What Mitch McConnell’s “hero” can tell us about the Dark Lord of the US Senate
A great way to understand U.S. Senate Majority Leader Mitch McConnell (R-Kentucky) is to study the man the Dark Lord of the US Senate cites as his hero. That man is the 19th Century political giant and U.S. Senator Henry Clay (W-Kentucky).
A recent Vox article describes Clay as the Great Compromiser. In reality, Clay was a racist whose dedication to white supremacy and penchant for backroom deal making fatally damaged America.
Many historians blame Clay’s compromises for the Civil War. Clay helped negotiate the Missouri Compromise, which required Congress to admit one new slave state for each Free State in 1820.
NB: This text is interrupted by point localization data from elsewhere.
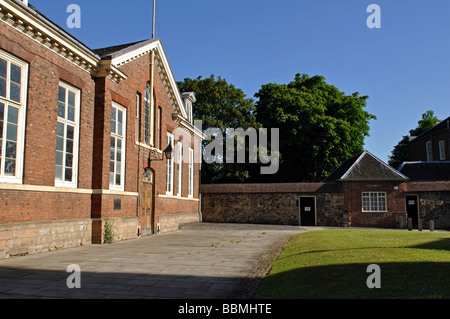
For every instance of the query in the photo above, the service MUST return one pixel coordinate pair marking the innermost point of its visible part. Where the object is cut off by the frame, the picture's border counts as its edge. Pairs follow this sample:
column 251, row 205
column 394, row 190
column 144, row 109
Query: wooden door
column 148, row 204
column 412, row 208
column 307, row 211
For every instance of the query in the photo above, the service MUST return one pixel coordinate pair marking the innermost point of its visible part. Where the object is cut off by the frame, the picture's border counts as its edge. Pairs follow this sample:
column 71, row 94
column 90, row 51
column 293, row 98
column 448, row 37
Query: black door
column 412, row 208
column 307, row 211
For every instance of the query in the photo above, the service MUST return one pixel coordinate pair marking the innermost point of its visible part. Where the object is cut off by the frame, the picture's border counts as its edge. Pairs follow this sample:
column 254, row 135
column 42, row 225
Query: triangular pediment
column 123, row 54
column 366, row 167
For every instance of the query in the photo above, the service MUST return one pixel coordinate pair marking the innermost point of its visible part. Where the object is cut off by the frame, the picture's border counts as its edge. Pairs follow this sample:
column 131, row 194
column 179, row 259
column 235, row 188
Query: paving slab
column 200, row 261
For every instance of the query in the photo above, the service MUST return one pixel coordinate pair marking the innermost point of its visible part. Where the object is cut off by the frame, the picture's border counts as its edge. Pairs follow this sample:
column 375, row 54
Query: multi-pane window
column 169, row 167
column 13, row 79
column 138, row 118
column 148, row 116
column 117, row 150
column 442, row 150
column 374, row 202
column 179, row 167
column 66, row 162
column 429, row 147
column 158, row 128
column 191, row 173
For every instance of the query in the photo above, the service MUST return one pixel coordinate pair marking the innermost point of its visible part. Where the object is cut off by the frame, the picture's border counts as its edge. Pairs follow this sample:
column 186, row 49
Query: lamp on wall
column 152, row 156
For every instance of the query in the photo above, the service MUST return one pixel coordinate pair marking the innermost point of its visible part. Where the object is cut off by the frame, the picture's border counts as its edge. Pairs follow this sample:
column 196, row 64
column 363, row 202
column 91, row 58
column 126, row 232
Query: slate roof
column 426, row 171
column 365, row 166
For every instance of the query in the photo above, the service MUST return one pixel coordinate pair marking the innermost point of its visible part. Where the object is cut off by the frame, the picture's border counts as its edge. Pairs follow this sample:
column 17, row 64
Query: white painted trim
column 121, row 187
column 178, row 197
column 160, row 53
column 376, row 158
column 39, row 24
column 76, row 138
column 191, row 173
column 53, row 189
column 179, row 163
column 169, row 191
column 373, row 211
column 21, row 122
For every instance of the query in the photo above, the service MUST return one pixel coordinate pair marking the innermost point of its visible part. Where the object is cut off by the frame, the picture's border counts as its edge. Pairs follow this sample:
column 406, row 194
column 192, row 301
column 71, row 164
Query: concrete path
column 204, row 261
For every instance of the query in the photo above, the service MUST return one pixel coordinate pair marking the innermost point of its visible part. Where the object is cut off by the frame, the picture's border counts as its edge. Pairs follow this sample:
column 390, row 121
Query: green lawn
column 333, row 264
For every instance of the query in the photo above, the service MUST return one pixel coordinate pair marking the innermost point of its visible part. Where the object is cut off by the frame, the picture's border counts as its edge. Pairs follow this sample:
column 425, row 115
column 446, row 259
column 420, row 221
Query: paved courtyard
column 204, row 261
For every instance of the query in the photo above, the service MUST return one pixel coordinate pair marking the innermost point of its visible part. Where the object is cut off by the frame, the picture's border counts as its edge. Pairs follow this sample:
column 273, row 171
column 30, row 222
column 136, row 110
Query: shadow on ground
column 37, row 284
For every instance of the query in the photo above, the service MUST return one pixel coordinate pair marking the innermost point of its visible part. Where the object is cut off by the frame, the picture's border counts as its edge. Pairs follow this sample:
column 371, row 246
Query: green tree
column 221, row 105
column 400, row 153
column 320, row 126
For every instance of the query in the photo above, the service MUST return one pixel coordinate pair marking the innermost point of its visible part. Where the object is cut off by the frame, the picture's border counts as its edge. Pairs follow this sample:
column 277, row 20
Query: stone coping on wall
column 426, row 186
column 271, row 188
column 411, row 186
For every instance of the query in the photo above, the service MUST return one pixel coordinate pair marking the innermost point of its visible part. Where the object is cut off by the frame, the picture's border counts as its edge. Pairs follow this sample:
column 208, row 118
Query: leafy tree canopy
column 221, row 105
column 320, row 126
column 400, row 153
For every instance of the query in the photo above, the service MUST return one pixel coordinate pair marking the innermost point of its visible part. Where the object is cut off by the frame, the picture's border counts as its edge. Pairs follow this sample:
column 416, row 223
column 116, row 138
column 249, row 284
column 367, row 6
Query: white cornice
column 43, row 31
column 162, row 65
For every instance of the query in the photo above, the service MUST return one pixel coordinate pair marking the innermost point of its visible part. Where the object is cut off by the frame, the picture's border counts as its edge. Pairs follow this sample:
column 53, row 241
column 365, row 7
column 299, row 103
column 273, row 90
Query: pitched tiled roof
column 426, row 171
column 365, row 167
column 113, row 51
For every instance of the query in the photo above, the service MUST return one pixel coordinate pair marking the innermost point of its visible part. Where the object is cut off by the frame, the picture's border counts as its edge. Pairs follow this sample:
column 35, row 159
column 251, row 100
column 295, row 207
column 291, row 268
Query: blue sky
column 404, row 67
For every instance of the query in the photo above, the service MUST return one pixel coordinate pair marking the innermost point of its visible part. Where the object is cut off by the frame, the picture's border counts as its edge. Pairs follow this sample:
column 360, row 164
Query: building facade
column 362, row 192
column 82, row 139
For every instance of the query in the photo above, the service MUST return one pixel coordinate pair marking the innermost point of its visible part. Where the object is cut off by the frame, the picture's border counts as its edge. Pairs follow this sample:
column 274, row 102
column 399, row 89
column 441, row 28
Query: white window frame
column 442, row 150
column 76, row 137
column 169, row 167
column 21, row 121
column 138, row 117
column 179, row 168
column 191, row 174
column 149, row 100
column 114, row 186
column 429, row 149
column 371, row 202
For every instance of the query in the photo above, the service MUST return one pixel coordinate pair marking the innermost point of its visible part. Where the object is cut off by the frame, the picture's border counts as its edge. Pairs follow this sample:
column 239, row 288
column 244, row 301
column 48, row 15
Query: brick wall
column 46, row 70
column 271, row 203
column 395, row 202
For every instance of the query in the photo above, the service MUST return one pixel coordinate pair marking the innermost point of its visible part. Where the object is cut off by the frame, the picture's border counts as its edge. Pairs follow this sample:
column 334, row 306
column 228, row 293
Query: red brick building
column 82, row 138
column 362, row 192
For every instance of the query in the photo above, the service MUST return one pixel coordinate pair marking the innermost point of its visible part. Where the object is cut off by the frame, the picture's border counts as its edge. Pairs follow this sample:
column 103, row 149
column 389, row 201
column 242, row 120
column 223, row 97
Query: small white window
column 429, row 147
column 67, row 136
column 191, row 173
column 169, row 167
column 118, row 147
column 374, row 202
column 149, row 116
column 13, row 97
column 138, row 118
column 442, row 150
column 179, row 168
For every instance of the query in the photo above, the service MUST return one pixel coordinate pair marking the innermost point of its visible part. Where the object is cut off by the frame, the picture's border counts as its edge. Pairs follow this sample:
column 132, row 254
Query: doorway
column 148, row 203
column 307, row 211
column 412, row 208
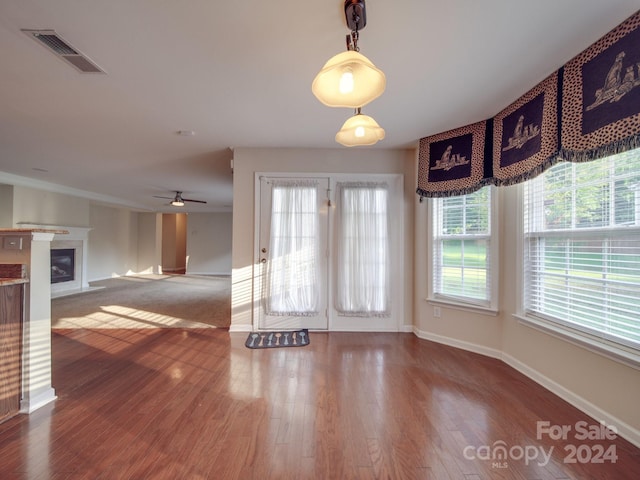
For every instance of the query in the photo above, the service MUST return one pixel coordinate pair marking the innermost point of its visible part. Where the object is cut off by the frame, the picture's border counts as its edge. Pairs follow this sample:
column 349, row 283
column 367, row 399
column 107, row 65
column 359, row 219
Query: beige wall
column 40, row 207
column 149, row 242
column 606, row 389
column 6, row 206
column 249, row 161
column 174, row 242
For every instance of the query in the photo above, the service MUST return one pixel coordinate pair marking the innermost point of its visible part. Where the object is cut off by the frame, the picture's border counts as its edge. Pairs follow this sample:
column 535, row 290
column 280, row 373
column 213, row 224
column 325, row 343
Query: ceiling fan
column 178, row 201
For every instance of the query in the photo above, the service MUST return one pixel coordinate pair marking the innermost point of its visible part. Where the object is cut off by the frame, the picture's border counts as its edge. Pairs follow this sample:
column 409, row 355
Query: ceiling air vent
column 62, row 49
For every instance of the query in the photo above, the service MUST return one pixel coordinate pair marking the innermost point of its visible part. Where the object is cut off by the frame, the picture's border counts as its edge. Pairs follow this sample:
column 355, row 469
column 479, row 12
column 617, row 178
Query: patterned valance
column 452, row 163
column 588, row 109
column 525, row 135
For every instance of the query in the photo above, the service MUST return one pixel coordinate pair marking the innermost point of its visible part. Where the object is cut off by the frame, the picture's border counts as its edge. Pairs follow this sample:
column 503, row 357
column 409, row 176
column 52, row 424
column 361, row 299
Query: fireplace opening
column 63, row 266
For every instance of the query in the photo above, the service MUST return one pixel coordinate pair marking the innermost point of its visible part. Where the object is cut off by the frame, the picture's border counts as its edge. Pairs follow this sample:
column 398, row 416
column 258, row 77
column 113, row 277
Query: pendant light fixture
column 349, row 79
column 359, row 130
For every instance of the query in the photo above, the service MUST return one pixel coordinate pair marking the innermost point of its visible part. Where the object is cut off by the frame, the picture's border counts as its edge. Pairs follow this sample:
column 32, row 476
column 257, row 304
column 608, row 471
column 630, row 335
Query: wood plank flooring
column 197, row 404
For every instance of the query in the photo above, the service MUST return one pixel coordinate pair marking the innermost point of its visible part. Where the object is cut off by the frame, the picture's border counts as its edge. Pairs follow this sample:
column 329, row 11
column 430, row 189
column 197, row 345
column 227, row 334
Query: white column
column 36, row 372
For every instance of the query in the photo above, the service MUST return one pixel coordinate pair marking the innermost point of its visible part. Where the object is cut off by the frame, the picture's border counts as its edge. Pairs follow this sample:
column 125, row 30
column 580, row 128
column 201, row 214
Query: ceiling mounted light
column 349, row 79
column 359, row 130
column 177, row 201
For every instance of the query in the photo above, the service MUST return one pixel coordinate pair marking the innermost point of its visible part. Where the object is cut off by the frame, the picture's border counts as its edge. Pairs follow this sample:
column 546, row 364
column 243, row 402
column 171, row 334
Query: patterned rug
column 296, row 338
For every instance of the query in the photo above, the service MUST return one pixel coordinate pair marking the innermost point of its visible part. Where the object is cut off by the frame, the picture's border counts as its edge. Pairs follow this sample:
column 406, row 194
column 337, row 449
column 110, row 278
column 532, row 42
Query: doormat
column 296, row 338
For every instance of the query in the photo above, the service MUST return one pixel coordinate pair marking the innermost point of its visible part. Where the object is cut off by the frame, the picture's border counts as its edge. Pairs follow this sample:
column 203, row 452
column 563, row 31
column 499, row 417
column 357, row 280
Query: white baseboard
column 31, row 404
column 240, row 328
column 624, row 430
column 213, row 274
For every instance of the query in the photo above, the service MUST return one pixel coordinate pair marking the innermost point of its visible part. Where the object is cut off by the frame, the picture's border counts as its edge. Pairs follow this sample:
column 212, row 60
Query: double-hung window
column 582, row 248
column 462, row 249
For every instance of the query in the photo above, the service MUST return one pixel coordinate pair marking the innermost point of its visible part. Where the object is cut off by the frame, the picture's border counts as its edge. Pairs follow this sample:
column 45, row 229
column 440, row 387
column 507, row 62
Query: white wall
column 149, row 242
column 209, row 243
column 40, row 207
column 6, row 206
column 113, row 242
column 248, row 161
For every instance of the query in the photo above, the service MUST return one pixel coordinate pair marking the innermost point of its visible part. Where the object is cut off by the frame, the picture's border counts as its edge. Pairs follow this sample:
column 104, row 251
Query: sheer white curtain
column 292, row 270
column 362, row 286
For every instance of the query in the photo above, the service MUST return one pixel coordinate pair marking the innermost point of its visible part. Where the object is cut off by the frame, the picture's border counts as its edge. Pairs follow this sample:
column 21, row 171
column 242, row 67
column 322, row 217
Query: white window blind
column 462, row 247
column 363, row 270
column 582, row 247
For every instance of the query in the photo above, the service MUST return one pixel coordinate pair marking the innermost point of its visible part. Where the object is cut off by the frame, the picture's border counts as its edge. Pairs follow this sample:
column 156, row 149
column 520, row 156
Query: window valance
column 588, row 109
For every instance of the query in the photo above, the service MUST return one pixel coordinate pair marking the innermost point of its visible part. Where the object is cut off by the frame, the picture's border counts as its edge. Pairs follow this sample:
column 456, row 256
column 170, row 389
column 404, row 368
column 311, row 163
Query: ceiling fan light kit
column 359, row 130
column 178, row 200
column 351, row 80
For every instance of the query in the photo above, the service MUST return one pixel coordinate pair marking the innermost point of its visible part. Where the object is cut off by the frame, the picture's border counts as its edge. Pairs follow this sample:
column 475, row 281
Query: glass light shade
column 368, row 81
column 359, row 130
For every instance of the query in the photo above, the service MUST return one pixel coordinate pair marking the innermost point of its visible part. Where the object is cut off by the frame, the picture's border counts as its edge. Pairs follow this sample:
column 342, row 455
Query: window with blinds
column 462, row 248
column 582, row 247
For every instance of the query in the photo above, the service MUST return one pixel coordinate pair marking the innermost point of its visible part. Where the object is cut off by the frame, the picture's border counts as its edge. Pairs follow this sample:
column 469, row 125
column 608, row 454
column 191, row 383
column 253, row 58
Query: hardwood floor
column 197, row 404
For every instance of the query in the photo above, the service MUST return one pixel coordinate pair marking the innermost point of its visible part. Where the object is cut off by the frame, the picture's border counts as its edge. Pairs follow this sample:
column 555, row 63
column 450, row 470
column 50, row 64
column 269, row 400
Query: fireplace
column 63, row 265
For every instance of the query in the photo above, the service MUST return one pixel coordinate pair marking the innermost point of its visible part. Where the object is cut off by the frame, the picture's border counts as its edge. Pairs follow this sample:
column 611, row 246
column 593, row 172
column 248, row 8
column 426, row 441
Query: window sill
column 602, row 347
column 466, row 307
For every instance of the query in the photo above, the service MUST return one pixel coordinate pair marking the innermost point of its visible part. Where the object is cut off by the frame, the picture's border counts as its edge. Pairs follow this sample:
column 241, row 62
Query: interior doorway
column 174, row 243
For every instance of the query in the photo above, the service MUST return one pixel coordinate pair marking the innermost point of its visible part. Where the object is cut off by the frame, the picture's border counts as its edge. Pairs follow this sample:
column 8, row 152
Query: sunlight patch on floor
column 116, row 316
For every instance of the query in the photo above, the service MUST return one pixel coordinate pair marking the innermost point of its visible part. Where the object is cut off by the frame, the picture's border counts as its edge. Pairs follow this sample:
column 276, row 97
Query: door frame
column 396, row 227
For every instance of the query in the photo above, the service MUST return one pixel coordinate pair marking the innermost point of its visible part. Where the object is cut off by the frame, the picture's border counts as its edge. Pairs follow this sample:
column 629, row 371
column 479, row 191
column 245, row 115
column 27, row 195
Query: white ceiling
column 239, row 74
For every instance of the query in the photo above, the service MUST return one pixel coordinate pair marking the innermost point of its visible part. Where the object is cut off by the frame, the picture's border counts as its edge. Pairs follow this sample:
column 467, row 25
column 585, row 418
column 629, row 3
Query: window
column 582, row 247
column 363, row 250
column 462, row 249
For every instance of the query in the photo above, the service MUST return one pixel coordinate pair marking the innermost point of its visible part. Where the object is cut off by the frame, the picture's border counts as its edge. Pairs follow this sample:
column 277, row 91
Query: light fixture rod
column 354, row 12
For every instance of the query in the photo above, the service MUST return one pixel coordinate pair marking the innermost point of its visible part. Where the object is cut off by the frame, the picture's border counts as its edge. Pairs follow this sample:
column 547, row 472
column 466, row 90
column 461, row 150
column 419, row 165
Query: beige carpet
column 148, row 301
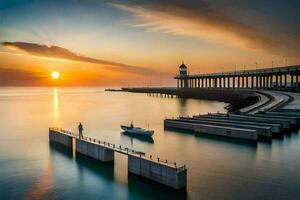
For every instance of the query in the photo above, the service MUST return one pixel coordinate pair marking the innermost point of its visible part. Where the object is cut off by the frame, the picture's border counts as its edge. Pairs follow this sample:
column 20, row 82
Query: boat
column 136, row 130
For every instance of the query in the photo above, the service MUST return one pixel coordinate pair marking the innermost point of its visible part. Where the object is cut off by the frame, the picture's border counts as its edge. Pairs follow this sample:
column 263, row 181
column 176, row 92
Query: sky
column 130, row 42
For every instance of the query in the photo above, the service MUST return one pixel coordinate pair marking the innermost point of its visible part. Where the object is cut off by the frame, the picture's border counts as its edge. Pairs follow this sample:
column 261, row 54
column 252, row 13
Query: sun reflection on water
column 55, row 104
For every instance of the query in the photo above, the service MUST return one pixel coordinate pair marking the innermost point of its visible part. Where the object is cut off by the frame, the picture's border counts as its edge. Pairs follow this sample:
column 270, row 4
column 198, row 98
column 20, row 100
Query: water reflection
column 55, row 104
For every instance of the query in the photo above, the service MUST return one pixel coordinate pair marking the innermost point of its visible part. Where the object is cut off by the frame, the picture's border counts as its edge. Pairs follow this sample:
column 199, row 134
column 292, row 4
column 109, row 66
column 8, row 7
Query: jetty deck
column 168, row 173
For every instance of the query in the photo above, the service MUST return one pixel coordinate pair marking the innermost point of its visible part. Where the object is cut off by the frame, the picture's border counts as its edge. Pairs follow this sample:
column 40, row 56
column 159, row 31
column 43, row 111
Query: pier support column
column 285, row 80
column 228, row 82
column 297, row 81
column 233, row 82
column 292, row 81
column 63, row 139
column 94, row 151
column 159, row 172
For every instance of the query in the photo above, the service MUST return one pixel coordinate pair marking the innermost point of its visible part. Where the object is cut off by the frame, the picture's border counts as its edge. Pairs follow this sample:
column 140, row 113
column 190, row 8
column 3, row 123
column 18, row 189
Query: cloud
column 63, row 53
column 19, row 77
column 202, row 20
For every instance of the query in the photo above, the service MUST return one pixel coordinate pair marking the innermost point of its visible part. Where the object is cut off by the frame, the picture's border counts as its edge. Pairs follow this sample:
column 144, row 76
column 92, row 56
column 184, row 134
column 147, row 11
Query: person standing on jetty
column 80, row 129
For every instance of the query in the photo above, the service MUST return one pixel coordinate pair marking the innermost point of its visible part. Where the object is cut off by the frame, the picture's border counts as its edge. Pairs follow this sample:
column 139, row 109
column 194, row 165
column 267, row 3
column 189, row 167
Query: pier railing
column 123, row 150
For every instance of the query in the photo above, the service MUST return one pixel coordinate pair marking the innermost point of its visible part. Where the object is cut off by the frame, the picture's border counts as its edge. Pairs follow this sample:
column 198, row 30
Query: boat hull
column 137, row 131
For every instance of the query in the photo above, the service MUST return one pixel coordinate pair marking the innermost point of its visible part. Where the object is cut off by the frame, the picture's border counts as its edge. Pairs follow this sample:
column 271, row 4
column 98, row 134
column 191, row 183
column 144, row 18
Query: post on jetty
column 167, row 173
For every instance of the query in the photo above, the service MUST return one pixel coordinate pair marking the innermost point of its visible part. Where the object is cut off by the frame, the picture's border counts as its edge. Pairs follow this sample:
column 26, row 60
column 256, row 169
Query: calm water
column 217, row 168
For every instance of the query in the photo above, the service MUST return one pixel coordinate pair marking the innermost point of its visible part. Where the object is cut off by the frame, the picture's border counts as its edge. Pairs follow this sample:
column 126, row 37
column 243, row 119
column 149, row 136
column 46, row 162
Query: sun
column 55, row 75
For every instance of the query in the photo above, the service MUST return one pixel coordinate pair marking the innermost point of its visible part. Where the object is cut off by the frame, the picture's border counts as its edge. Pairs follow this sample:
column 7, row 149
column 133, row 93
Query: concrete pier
column 239, row 133
column 63, row 139
column 95, row 151
column 275, row 128
column 264, row 131
column 164, row 174
column 169, row 173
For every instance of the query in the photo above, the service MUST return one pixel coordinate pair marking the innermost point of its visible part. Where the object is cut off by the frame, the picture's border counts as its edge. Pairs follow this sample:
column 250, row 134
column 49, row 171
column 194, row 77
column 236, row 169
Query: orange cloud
column 63, row 53
column 204, row 22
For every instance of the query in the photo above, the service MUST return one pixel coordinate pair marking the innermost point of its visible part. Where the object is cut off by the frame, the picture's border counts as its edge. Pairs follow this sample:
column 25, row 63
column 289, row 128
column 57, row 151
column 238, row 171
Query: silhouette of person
column 131, row 125
column 80, row 129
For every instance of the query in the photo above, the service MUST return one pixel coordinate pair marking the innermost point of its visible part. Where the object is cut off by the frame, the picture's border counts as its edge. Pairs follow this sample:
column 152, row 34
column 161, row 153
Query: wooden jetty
column 164, row 172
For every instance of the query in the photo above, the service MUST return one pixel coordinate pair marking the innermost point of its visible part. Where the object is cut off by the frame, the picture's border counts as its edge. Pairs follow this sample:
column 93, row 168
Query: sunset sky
column 116, row 43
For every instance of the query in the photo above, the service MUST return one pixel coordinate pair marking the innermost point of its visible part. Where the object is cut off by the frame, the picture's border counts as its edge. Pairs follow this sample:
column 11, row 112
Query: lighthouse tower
column 182, row 69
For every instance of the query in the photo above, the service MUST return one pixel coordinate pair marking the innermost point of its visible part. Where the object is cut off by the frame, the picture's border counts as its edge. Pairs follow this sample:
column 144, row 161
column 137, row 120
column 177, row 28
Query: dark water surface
column 218, row 168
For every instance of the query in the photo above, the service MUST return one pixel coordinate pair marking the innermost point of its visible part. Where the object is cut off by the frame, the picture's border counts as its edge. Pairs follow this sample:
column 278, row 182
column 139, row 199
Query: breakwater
column 168, row 173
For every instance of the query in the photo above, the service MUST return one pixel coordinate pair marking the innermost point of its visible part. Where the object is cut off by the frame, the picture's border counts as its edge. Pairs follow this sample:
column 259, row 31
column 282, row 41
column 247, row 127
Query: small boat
column 137, row 130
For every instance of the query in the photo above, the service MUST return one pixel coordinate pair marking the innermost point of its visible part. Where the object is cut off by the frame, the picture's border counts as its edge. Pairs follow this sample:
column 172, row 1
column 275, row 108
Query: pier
column 261, row 102
column 275, row 78
column 141, row 164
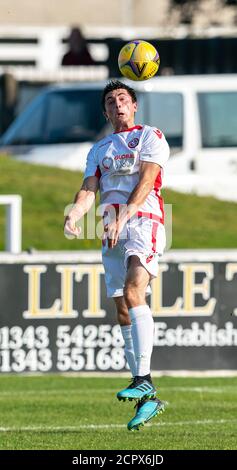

How Henry Clay helped cause the Civil War
One of the major causes of the Civil War was the admission of California to the Union as a free state in 1850, which shifted the balance of power in America to the North.
California’s admission destroyed the Missouri Compromise because California is south of the Mason-Dixon state. However, in 1850 Congress was more interested in keeping California’s gold in American hands than appeasing slave owners.
Some historians think the US Supreme Court made the Civil War inevitable by declaring the Missouri Compromise unconstitutional in the Dred Scott Case. Likewise, Clay’s clumsy efforts to negotiate a new compromise on the issue of slavery further divided the nation and radicalized many Americans in the early 1850s.
Henry Clay’s Corrupt Bargain
Clay was part of the Corrupt Bargain of 1824, which destroyed the US political system. To explain, no candidate received enough votes to win the 1824 presidential election.
Consequently, the US House of Representatives chose the President. Clay, then Speaker of the House and a presidential candidate made backroom deal with John Quincy Adams (Massachusetts). Clay threw his 37 Electoral College votes to Adams in exchange for an appointment as US Secretary of State.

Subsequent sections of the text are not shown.